Embrace Your Hurdles, Work Like an Ant and Sharpen Your Focus

Embrace Your Hurdles, Work Like an Ant and Sharpen Your Focus

Great performers know all the strategies and techniques to get over hurdles and produce awesome results. Follow today’s three cues to leverage your hurdles and enhance your work ethic to achieve your goals.

Use the Constraints to be Creative

Harry Houdini, the great illusionist and stunt performer, captivated the world with his ability to escape from jails and police handcuffs. Sometimes he performed his acts submerged in water with his entire body chained. Harry’s greatest act was not breaking from the chains and escaping jails, it was using the constraints to be creative. While the attention of his audience focused on what appeared to be Houdini’s demise, he channeled his energy into creating an escape.

There are two types of creative minds: a negative-thought constructor and a positive producer. The negative-thought constructor only sees obstacles in every situation and then thinks of all the reasons why failure will be the end result. On the contrary, the positive producer sees every problem as an invitation to explore the unlimited power of their imagination and then seek ways to create possibilities. When dealing with the problems in your life, try putting less emphasis on the challenges and more on producing a creative outcome.

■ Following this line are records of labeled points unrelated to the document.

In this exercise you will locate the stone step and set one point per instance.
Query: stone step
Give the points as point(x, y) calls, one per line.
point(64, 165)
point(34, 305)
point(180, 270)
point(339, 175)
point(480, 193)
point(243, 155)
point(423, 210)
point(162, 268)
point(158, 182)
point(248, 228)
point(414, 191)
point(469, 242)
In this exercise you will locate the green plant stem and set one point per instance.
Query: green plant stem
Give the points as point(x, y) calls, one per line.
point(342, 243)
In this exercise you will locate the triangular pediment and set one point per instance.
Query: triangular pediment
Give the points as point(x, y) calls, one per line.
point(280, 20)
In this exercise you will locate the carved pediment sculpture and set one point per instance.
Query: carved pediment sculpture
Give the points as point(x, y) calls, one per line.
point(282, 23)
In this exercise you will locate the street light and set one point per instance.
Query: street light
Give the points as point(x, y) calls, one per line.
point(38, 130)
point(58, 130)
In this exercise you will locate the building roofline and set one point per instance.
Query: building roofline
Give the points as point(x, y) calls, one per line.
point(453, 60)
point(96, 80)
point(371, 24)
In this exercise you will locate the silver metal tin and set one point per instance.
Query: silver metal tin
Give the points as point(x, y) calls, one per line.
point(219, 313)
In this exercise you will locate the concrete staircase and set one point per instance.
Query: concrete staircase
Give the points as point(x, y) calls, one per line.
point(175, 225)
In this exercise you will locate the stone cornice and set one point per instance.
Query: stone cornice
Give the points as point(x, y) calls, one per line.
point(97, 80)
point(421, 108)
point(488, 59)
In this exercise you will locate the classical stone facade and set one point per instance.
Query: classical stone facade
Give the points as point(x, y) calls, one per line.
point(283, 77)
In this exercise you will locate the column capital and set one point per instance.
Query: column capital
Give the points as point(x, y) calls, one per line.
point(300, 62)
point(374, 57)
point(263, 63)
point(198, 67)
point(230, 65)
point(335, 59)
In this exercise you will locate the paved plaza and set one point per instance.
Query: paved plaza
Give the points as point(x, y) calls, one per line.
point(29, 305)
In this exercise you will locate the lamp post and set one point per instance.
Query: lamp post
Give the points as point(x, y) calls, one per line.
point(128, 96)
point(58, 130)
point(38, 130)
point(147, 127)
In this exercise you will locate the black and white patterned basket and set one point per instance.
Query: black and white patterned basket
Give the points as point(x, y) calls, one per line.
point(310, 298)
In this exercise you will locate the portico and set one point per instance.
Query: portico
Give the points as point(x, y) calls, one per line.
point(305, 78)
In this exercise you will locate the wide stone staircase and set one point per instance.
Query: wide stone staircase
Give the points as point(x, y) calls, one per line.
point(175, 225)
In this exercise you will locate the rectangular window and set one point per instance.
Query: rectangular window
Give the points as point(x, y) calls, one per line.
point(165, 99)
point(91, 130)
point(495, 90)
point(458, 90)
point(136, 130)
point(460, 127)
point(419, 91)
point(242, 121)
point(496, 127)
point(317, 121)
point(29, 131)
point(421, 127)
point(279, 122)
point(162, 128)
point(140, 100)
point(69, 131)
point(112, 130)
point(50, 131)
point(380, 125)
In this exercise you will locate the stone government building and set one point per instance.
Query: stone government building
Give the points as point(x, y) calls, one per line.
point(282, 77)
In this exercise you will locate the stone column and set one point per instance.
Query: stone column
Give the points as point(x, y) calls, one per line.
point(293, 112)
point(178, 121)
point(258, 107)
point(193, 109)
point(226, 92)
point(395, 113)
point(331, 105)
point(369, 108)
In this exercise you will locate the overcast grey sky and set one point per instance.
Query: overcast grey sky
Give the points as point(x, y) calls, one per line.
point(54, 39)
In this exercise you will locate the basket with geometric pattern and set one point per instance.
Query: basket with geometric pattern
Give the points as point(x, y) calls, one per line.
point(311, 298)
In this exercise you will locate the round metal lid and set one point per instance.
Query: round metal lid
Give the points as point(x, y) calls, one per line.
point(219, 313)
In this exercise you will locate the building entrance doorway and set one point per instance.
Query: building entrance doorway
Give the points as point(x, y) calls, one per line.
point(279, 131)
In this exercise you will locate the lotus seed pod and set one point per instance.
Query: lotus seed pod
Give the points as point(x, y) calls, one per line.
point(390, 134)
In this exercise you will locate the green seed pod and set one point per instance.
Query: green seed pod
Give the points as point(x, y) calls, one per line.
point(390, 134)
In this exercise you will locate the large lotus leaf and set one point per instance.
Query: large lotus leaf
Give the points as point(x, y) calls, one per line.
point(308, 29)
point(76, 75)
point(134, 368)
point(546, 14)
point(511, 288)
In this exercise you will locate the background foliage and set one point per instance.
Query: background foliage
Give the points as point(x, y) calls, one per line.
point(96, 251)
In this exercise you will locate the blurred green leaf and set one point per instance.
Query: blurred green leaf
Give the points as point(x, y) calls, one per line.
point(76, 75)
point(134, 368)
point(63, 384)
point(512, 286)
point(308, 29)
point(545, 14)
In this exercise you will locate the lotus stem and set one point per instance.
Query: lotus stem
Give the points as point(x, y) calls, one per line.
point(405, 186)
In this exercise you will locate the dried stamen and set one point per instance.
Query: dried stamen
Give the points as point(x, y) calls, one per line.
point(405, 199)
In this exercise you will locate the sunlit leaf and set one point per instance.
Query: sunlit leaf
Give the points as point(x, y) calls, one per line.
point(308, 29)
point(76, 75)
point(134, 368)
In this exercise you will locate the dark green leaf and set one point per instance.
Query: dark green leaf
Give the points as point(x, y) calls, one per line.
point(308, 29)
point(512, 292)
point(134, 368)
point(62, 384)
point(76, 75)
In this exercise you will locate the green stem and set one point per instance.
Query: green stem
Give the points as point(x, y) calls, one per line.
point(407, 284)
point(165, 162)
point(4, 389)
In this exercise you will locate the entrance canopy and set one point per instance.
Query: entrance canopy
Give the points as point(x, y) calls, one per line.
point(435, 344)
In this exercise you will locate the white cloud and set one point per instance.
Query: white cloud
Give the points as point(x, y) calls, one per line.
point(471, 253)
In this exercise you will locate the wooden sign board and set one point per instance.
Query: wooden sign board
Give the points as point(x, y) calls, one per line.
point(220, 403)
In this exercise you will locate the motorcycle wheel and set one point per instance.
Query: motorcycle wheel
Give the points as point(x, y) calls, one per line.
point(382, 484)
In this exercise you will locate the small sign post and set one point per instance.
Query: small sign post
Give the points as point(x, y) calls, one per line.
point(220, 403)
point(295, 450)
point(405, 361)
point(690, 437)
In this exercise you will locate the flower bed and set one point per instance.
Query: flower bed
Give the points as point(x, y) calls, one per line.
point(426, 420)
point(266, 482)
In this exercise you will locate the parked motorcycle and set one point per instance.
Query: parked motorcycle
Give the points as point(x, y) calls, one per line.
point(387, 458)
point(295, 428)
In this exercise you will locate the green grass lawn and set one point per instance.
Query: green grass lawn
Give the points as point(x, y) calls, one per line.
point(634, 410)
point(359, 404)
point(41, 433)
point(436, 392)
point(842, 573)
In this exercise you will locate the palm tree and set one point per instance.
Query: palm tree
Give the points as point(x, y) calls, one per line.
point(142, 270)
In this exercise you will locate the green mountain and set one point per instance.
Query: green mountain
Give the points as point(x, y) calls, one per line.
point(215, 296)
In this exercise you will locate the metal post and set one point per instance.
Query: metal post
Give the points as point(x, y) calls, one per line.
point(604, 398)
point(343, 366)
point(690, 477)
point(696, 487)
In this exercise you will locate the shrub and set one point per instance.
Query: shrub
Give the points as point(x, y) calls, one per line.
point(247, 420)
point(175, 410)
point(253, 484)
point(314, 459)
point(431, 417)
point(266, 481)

Don’t be a Beast, Work like an Ant

My grandmother’s work ethic was impeccable! She made her own clothes, cooked all her meals from scratch (with no written recipes!), did her own carpentry, worked outside the home, and planted a garden, just to name a few of her many talents. She was well organized, a team player, and her house was immaculate and stylishly decorated. There was no lazy bone in her body. Some would call her a beast, but I think she was better than that. She was an ant. Why an ant? Well, ants have no ruler or overseer, yet they faithfully work all summer to gather food for the winter. They are tireless, systematic, and orderly.

You must develop a work ethic like an ant if you want to achieve much in the summer of your lifetime. Here is what I mean. Ants don’t complain. Ants are team players. Most important, ants don’t wait around to be managed, but possess a high level of initiative. How much do you complain instead of evaluating and then executing a plan? Are you a team player? Or are you waiting for some event or someone to prompt you to do something? If you answered yes to any of these questions, consider the ways of the ant and start living your purpose and giftedness.

Keep Your Eyes on Your Muscles

John C. Maxwell states in his book, The 21 Indispensable Qualities of a Leader, “effective leaders who reach their potential spend more time focusing on what they do well than on what they do wrong.”

Nobody cares about your weaknesses more than you do. It is your strengths that provide the most value. It is human nature to be so self-critical that we render ourselves ineffective in the area where we are actually strong. This is so sad and I have seen this happen time and time again. Place the bulk of your energy on improving your strengths. The more time you spend on your weaknesses, the less time you have on developing your strengths. The way you compensate for your weaknesses is by delegating those activities that are not in your wheelhouse. This will free your time and allow you to focus your attention on building your strengths.